You may be thinking that the three carrots seems odd but it gives this soup some body, a light natural sweetness and it offers such a vibrant color to this soup so you don’t end up with something pale pink in the end. Other than that this soup is mostly tomato, which I believe the way a true tomato soup is meant to be. I’ve always been grossed out by the canned tomato soup, doesn’t it just seem to have an off flavor and too much sweetness? When I was little I disliked it so much that instead I’d just heat tomato sauce with a little water and eat that with my grilled cheese instead. Yes, that really was lacking in flavor but when you are a kid I guess that’s what you like. This however is full of flavor, the onions, garlic and basil offer just enough without taking away from the vibrant tomato flavor.

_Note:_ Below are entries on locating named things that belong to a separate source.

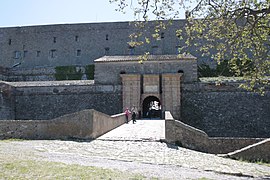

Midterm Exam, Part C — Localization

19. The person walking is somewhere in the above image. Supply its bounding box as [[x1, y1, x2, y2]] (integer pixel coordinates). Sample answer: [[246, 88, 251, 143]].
[[131, 111, 136, 124], [124, 108, 130, 123]]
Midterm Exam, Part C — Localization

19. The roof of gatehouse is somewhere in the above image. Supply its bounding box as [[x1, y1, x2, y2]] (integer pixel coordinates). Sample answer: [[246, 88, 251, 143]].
[[95, 54, 197, 63]]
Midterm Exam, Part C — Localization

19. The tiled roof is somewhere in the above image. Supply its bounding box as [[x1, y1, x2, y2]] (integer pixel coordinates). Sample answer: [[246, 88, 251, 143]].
[[95, 54, 197, 62]]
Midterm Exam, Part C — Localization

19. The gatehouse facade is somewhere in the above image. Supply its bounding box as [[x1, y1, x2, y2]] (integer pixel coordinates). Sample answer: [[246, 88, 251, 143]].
[[95, 55, 197, 118]]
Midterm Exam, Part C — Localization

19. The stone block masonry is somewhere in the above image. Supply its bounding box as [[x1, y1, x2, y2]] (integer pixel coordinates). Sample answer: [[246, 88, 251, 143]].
[[1, 81, 122, 120], [0, 20, 210, 70], [0, 110, 125, 140], [181, 83, 270, 138], [165, 111, 270, 162]]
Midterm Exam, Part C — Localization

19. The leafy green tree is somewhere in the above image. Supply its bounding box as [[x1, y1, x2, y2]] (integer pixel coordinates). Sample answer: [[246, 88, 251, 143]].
[[109, 0, 270, 92]]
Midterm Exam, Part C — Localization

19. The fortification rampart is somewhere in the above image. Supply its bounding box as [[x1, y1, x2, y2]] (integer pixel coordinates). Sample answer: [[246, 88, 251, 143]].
[[165, 111, 269, 156], [0, 20, 210, 69], [0, 81, 270, 138], [1, 81, 122, 120], [181, 83, 270, 138], [0, 110, 125, 140]]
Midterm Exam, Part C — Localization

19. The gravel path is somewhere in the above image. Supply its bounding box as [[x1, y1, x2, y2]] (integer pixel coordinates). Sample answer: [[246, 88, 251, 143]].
[[0, 121, 270, 179]]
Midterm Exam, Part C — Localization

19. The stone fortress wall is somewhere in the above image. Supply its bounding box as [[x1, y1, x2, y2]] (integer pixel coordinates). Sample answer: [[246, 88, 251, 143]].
[[0, 81, 270, 138], [0, 20, 209, 70], [0, 20, 270, 137]]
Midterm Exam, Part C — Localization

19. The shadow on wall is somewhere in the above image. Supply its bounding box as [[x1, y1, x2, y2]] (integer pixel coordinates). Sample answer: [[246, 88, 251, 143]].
[[0, 109, 125, 140], [165, 111, 270, 162]]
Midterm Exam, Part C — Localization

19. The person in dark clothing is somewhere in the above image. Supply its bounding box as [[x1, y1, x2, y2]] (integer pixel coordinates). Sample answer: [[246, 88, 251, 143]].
[[124, 108, 130, 123], [131, 112, 136, 124]]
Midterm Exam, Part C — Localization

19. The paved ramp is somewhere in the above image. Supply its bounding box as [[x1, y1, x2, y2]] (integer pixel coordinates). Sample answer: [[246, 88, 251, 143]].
[[98, 120, 165, 141]]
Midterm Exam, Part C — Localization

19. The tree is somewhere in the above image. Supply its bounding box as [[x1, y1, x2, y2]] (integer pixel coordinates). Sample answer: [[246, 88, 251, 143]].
[[110, 0, 270, 92]]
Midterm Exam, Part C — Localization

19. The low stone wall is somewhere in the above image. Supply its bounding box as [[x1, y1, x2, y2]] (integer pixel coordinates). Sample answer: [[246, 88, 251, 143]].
[[0, 80, 122, 120], [0, 110, 125, 140], [225, 139, 270, 163], [0, 81, 15, 120], [165, 111, 270, 154], [181, 83, 270, 138]]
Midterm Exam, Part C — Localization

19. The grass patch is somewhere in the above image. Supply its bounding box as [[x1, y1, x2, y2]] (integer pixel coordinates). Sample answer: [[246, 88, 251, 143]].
[[1, 138, 24, 142], [0, 160, 152, 180]]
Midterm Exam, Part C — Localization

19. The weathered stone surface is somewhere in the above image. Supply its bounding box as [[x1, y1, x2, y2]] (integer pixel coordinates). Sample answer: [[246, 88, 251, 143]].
[[181, 83, 270, 138], [0, 110, 125, 140]]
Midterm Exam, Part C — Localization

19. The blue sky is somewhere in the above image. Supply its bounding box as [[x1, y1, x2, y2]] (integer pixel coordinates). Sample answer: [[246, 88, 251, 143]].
[[0, 0, 137, 27], [0, 0, 190, 27]]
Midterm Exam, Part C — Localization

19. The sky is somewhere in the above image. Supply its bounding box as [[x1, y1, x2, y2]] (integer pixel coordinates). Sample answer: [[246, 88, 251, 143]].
[[0, 0, 137, 27], [0, 0, 190, 27]]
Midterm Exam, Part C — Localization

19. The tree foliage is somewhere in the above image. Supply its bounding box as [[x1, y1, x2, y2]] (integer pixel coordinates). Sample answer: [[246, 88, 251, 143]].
[[109, 0, 270, 91]]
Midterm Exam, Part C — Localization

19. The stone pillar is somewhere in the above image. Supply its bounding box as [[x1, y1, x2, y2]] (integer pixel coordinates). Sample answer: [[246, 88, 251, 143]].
[[120, 74, 141, 111], [162, 73, 182, 120]]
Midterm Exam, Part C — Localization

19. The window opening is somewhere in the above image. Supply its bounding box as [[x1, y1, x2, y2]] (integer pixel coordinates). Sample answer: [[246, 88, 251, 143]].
[[76, 49, 81, 56], [50, 49, 56, 58], [37, 51, 40, 57]]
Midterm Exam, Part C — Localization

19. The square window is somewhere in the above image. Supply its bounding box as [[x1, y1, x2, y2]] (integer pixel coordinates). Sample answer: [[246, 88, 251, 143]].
[[50, 49, 56, 58], [76, 49, 82, 56], [14, 51, 21, 59]]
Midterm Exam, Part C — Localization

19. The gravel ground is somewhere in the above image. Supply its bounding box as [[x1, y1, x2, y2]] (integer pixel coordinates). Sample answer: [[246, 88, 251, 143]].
[[0, 121, 270, 179]]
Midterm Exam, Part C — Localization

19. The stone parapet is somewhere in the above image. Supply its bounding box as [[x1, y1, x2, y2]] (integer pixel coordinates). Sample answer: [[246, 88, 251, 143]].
[[0, 110, 125, 140], [165, 112, 270, 158]]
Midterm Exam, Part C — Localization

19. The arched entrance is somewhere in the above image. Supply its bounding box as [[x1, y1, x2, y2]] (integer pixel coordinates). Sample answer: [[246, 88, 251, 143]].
[[142, 96, 161, 119]]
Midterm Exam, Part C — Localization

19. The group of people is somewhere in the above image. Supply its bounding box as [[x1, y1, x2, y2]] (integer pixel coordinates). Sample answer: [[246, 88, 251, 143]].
[[124, 106, 138, 124]]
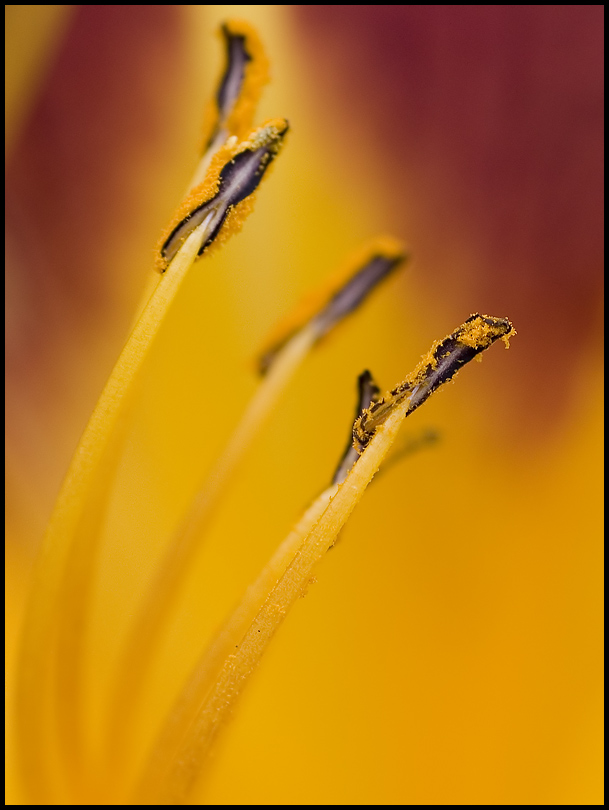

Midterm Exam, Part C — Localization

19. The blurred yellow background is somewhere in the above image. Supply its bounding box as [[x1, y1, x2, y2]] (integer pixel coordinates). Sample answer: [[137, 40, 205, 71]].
[[6, 6, 603, 804]]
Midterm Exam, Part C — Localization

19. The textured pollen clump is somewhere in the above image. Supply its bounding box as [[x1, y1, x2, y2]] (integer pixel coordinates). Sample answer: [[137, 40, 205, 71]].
[[156, 118, 288, 273], [353, 313, 516, 453]]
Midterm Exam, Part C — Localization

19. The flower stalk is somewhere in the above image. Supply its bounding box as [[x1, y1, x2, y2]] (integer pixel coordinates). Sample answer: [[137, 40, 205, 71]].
[[107, 237, 406, 773], [134, 315, 514, 804]]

Me and my kids loved this soup (then there was my husband that hates tomatoes so he just picked out the tortellini, I was totally offended – just kidding). I was so glad I had enough left over for lunch the next day, it was a bowl of pure comfort for a cool day. I love that it’s actually very hearty and filling too. This one I’m going to make time and time…and time again.
This makes a slow cooker full so if you are only serving a few I’d recommend making 2/3 the recipe (using 2 cans of the tomatoes, etc). You can also reduce it to that if you have a 5 quart slow cooker because a full batch probably wouldn’t fit in that size.
- 1 3/4 cup diced carrots (3 medium)
- 1 3/4 cup diced yellow onion (1 large)
- 2 Tbsp olive oil
- 5 cloves garlic, minced
- 3 (28 oz) cans whole Roma tomatoes
- 1 (32 oz) carton vegetable broth
- 1/3 cup chopped fresh basil, plus more for garnish
- 2 bay leaves
- 1 Tbsp granulated sugar
- Salt and freshly ground black pepper, to taste
- 16 oz refrigerated three cheese tortellini
- 3/4 cup heavy cream
- Parmesan, shredded, for serving
- Heat olive oil in a large skillet over medium-high heat. Add carrots and onion and saute 3 - 4 minutes, add garlic and saute 1 minute longer. Pour mixture into a 6 or 7 quart slow cooker along with tomatoes, vegetable broth, basil, bay leaves, sugar. Stir and season with salt and pepper to taste. Cover slow cooker and cook on LOW 6 - 7 hours or HIGH 3 - 3 1/2 hours.
- Remove bay leaves then puree mixture well with an emulsion blender (or carefully in small batches in a blender. If your slow cooker doesn't keep all the moisture in well while cooking, you may need to add in 1/2 cup water or so at this point so the soup isn't too thick). Stir in tortellini, cover and cook on HIGH heat 15 minutes longer (or until heated through). Reduce heat to warm, stir in heavy cream. Serve topped with parmesan cheese and fresh basil.